Programmed cell death ligand‐1 (PD‐L1, B7‐H1, or CD274) predominantly expressed on the surface of tumor cells and APCs plays an important role in the inhibition of T cell‐mediated immune response.6 Constitutively overexpressed PD‐L1 in several cancers including melanoma, renal cell carcinoma, lung, breast, ovarian, and colorectal cancers (CRC) binds to programmed cell death receptor (PD‐1), leading to deactivation of PD‐1 expressing T lymphocytes and immune suppression, which is associated with poor prognosis and treatment response.7 Anti‐PD‐1/anti‐PD‐L1 antibodies can prevent the recognition of an important immune checkpoint pathway between PD‐1 and PD‐L1. Clinical studies have demonstrated anticancer activity of these antibodies in multiple tumor types including advanced melanoma, non–small‐cell lung carcinoma, renal cell carcinoma, head and neck cancers, bladder cancer, breast cancer, and Hodgkin's lymphoma.6, 8, 9, 10 Therefore, the changes in PD‐L1 expression level can be used to monitor the response of anti‐PD‐1 or anti‐PD‐L1 immunotherapies. However, more than half of patients with cancer do not respond to checkpoint blockade therapies because of low levels of PD‐L1 or PD‐1 expression in cancer cells.11 Furthermore, PD‐L1 expression is a dynamic process that can cause a different efficacy and response of anti‐PD‐1/PD‐L1 target therapy among different tumor types and individuals.12 Thus, there is a pressing clinical demand to accurately determine the expression levels of PD‐L1 in vivo and predict which patients are more likely to benefit from immunotherapy.
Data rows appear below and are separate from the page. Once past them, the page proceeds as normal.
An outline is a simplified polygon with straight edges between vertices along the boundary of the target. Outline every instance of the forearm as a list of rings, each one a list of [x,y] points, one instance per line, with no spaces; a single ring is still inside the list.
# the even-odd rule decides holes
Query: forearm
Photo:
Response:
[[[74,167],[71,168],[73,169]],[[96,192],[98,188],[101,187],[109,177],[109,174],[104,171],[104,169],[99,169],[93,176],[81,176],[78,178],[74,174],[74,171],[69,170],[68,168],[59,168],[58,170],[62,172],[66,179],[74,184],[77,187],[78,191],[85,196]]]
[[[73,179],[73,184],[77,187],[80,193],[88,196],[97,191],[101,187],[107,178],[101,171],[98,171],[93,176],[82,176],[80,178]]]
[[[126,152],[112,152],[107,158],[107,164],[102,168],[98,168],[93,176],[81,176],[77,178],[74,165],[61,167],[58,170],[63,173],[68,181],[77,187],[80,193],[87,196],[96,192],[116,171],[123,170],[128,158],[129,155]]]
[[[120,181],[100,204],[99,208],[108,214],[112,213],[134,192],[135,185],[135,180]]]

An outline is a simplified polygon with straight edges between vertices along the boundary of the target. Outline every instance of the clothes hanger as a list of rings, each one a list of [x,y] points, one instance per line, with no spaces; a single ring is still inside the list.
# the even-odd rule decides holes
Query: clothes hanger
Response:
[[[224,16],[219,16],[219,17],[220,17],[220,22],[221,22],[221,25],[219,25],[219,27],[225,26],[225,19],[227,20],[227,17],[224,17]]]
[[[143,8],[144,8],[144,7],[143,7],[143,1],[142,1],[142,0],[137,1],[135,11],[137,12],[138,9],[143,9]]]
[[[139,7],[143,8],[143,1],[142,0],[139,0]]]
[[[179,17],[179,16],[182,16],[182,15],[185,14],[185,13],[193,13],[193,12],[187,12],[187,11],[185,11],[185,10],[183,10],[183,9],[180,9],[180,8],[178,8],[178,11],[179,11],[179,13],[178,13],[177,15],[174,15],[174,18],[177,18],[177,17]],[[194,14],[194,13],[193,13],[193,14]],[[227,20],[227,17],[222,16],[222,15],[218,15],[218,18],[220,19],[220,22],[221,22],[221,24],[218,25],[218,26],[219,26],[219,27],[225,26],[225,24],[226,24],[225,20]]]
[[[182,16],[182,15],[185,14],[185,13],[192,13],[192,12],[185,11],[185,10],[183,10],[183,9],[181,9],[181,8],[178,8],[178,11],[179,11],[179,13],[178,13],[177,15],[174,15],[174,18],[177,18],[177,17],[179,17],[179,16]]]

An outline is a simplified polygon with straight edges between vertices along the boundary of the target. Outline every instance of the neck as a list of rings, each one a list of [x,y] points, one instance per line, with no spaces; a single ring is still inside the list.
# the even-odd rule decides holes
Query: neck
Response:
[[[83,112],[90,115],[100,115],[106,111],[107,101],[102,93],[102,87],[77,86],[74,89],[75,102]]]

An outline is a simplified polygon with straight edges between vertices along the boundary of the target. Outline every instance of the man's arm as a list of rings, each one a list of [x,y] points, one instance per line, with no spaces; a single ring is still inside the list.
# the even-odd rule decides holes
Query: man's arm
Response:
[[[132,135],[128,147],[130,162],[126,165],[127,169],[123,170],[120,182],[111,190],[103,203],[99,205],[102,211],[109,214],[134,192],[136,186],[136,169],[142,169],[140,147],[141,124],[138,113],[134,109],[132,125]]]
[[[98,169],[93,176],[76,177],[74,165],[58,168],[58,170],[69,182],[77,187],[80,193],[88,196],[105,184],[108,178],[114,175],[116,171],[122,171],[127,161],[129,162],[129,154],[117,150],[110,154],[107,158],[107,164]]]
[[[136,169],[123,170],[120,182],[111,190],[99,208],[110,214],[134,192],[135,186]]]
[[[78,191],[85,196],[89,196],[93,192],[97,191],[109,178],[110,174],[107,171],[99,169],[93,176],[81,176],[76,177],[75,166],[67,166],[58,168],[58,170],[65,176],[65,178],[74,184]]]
CRC is one of the most common cancers worldwide, accounting for 10% of all malignancies.13 It has been reported that upregulation of PD‐L1 expression is associated with poor patient's outcomes, and as such positive PD‐L1 expression has been considered as an independent predictor for colorectal carcinoma prognosis.14 While 18F‐fluorodeoxygucose positron emission tomography/computer tomography (PET/CT) is routinely used in patients with cancer for staging and disease monitoring, little has been done on the assessment of PD‐L1 expression in CRC tumor in vivo. Although immunohistochemistry (IHC) of tumor section could be used to determine the PD‐L1 expression, the approach needs an invasive procedure for the biopsy from the patient with the assistance of an endoscope, and may give a false negative‐diagnosis because of limitations of IHC‐based assessment by core needle biopsy.6 There were multiple prior attempts to characterize the levels of cell surface PD‐L1 in various tumor models.15 Unfortunately, most of those were unsuccessful because of low and variable levels of PD‐L1 expression. Our objective of this study was to develop a noninvasive imaging technique to monitor the dynamic changes in PD‐L1 expression in CRC tumor. We labeled an anti‐PD‐L1 monoclonal antibody with near‐infrared (NIR) dye and tested that specificity of the NIR‐PD‐L1‐mAb probe to track PD‐L1 expression of CRC cells in vivo by performing optical imaging. Our results demonstrate that noninvasive imaging of monitoring PD‐L1 expression in human CRC‐xenografted mice is reliable, and the technique could provide valuable information on PD‐L1 expression of the tumor for development of therapeutic strategy of personalized immunotherapies as well as treatment response of patients with CRC.

2. MATERIALS AND METHODS

2.1. Antibodies and cell lines

Anti‐PD‐L1 antibody against the extracellular domain of human PD‐L1 was purchased from Abcam (EPR19759; Abcam, Cambridge, UK). Anti‐GAPDH antibody and peroxidase‐conjugated secondary antibody were the products of ZhongShan Golden Bridge Biotech Co (Beijing, China). The human CRC cell lines SW620, SW480, and HCT8 were purchased from the Type Culture Collection of the Chinese Academy of Sciences (Shanghai, China).

2.2. Animal models

Female BALA/C nude mice (6‐8–week old) were purchased from the Animal Laboratory of Cavens Corporate of Changzhou (Changzhou, China). Mice were housed at the animal facility of Jiangsu Institute of Nuclear Medicine under standard approved sterile laboratory conditions. Mice were subcutaneously inoculated in the back with 5.0 × 106 SW620, SW480, and HCT8 cells in 150 µL of phosphate buffered saline (PBS), respectively. When the tumor implants reached 1 cm in diameter (approximately 4 weeks after implantation), the tumor‐bearing mice were subjected to in vivo optical tumor imaging and ex vivo biodistribution studies. All procedures were performed with the approval of the Institutional Animal Care and Use Committees of Jiangsu Institute of Nuclear Medicine.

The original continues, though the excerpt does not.